The principal products are :

(1) Gum Arabic (from various acacias) (sometimes also called Nile gum, Aden gum, Senegal gum); gum tragacanth (obtained from certain varieties of Astragalus); Basra gum; Anacardium (gum of the cashew nut tree); Indian gum; certain so-called indigenous gums from various species of Rosaceae, such as cherry, plum, apricot, peach or almond trees.

(2) Fresh oleoresins (liquids) of the pine (including turpentine), fir or other conifers (crude or refined), as well as conifer resins (galipot, etc.) which are dried on the incision on the tree and which contain vegetable waste.

(3) Copal (India, Brazil, Congo, etc.), including fossil copal; kauri gum; damar; mastic; elemi; sandarac; dragons blood.

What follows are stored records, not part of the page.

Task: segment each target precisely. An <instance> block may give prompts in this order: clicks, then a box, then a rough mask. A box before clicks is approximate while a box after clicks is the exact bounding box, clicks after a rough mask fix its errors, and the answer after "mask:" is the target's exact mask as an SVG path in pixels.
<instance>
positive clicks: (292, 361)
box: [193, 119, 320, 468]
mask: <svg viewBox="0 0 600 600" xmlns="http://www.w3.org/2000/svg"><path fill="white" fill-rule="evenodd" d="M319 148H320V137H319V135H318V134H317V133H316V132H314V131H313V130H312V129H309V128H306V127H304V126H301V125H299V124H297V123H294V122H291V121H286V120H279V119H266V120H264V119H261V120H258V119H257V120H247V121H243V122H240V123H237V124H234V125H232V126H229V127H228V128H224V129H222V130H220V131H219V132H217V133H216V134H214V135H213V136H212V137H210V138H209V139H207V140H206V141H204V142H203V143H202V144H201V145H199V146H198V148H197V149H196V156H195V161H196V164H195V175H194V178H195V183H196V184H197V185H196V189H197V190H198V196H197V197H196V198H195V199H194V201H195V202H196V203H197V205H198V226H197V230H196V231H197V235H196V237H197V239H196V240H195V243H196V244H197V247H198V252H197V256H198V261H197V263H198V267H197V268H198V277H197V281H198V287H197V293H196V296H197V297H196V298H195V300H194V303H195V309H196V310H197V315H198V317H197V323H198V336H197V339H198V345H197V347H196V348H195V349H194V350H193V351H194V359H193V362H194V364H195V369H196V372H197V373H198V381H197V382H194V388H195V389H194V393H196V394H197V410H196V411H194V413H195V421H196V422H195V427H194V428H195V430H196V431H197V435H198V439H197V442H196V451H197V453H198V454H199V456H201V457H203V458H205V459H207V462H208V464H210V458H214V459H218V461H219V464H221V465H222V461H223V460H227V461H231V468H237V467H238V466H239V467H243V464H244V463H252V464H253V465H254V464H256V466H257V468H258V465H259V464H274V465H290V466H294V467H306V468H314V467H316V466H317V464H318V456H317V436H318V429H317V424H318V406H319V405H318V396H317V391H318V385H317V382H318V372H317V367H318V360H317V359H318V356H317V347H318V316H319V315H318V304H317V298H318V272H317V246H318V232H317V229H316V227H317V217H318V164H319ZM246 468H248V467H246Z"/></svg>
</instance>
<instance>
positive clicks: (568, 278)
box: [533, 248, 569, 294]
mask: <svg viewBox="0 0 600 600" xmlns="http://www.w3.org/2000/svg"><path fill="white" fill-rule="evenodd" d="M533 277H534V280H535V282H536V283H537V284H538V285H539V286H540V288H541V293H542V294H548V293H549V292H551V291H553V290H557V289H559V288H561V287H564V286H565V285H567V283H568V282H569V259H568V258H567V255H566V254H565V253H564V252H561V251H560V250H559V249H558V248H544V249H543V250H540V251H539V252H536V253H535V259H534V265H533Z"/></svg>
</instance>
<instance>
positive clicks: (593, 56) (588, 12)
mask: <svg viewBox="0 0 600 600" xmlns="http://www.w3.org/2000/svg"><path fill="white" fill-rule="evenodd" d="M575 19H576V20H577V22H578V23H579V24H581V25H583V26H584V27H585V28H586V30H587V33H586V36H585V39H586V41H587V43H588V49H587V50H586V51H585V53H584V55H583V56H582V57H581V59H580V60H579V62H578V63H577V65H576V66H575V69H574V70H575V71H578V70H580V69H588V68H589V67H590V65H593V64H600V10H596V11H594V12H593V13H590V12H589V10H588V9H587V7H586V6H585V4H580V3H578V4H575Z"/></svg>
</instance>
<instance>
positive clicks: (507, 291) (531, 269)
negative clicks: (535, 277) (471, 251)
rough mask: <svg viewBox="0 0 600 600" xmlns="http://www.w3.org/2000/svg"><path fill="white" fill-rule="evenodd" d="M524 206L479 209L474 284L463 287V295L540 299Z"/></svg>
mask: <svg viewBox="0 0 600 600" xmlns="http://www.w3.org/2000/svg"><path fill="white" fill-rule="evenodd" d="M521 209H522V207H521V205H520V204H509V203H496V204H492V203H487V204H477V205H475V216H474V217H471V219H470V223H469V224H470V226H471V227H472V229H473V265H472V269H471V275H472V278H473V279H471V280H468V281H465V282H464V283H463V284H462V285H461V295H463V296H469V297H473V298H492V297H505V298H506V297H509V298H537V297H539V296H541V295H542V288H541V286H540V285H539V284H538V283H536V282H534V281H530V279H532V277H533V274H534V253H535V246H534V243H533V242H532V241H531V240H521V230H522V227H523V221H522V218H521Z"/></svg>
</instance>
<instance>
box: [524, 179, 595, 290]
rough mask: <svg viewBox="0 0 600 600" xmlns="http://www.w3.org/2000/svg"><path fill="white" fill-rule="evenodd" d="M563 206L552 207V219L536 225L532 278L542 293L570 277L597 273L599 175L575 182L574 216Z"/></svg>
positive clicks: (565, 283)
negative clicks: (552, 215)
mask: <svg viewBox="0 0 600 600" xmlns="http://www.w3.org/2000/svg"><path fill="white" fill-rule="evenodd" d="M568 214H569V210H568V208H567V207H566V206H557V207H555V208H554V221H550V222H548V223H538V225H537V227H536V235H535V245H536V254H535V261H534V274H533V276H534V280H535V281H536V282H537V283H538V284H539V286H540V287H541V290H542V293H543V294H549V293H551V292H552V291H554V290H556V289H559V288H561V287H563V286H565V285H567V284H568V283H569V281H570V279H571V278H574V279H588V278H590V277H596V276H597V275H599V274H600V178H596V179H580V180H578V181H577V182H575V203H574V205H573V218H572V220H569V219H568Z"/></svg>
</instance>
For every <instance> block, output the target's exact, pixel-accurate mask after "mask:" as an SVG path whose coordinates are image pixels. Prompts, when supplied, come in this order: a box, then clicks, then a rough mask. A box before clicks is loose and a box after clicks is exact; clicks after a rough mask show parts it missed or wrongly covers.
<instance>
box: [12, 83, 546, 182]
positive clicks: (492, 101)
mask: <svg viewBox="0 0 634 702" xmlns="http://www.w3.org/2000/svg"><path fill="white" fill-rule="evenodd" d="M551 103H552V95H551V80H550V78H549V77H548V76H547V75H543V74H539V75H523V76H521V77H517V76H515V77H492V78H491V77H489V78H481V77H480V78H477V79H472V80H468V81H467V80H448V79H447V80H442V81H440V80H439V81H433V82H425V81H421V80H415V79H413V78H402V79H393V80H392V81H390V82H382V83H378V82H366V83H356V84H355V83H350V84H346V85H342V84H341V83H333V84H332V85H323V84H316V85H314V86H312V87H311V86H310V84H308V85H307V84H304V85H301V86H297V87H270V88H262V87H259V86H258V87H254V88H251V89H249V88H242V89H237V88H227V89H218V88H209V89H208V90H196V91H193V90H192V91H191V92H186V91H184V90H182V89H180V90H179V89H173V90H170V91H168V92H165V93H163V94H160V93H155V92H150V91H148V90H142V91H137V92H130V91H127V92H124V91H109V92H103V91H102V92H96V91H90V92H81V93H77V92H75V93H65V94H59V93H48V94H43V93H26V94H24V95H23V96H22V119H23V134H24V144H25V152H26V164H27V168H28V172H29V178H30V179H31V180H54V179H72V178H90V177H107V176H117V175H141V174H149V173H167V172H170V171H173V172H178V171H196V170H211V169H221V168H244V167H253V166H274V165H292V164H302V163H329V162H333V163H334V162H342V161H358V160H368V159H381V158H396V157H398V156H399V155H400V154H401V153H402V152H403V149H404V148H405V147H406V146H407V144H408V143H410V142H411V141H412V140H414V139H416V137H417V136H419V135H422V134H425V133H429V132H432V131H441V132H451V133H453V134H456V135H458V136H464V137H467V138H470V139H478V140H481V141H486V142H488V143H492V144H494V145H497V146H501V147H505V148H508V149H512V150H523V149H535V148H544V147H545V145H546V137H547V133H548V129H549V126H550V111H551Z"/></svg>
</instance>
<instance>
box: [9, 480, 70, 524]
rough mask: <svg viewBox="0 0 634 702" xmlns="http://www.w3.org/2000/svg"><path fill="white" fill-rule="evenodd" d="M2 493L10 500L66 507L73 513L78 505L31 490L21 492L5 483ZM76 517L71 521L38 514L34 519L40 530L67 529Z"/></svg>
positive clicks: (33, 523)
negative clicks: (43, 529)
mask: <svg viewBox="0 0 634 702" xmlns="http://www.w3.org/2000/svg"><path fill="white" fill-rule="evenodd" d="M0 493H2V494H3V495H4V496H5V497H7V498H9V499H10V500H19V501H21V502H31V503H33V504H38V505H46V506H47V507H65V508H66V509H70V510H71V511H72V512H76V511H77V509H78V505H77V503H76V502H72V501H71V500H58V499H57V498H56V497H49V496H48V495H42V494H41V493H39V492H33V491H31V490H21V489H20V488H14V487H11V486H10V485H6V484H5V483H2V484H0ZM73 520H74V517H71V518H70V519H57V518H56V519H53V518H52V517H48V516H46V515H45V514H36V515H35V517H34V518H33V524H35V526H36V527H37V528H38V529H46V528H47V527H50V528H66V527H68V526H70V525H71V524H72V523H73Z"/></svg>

(4) Gamboge; gum ammoniac; asafoetida; scammony; euphorbia; galbanum; opoponax; olibanum or incense; myrrh; acaroid; guaiacum.

(5) Gum benzoin; styrax or storax (solid or liquid); tolu balsam; Peruvian balsam; Canada balsam; copaiba balsam; Mecca balsam; thapsia.

(6) Cannabis resin (crude or purified) obtained from the Cannabis plant. (Cannabis resin is a narcotic drug - see the list at the end of Chapter 29.)
The natural gums, resins, gum-resins and oleoresins covered by this heading may be crude, washed, purified, bleached, crushed or powdered. They are, however, excluded from this heading when they have been subjected to processes such as treatment with water under pressure, treatment with mineral acids or heat-treatment; for example : gums and gum-resins rendered water-soluble by treatment with water under pressure (heading 13.02), gums rendered soluble by treatment with sulphuric acid (heading 35.06), and resins which have been heat-treated to make them soluble in drying oils (heading 38.06).

The heading also excludes :

(a) Amber (heading 25.30).

(b) Medicaments containing natural balsams and prepared medicaments of various kinds known as balsams (heading 30.03 or 30.04).

(c) Lac-dye, the colouring matter extracted from lac (heading 32.03).

(d) Resinoids (extracted from the substances of this heading) and extracted oleoresins (heading 33.01).

(e) Tall oil (sometimes known as liquid rosin ) (heading 38.03).

(f) Spirits of turpentine (heading 38.05).

(g) Rosin, resin acids, rosin spirit and rosin oils, resinates, rosin pitch, brewers pitch and similar preparations based on rosin (Chapter 38).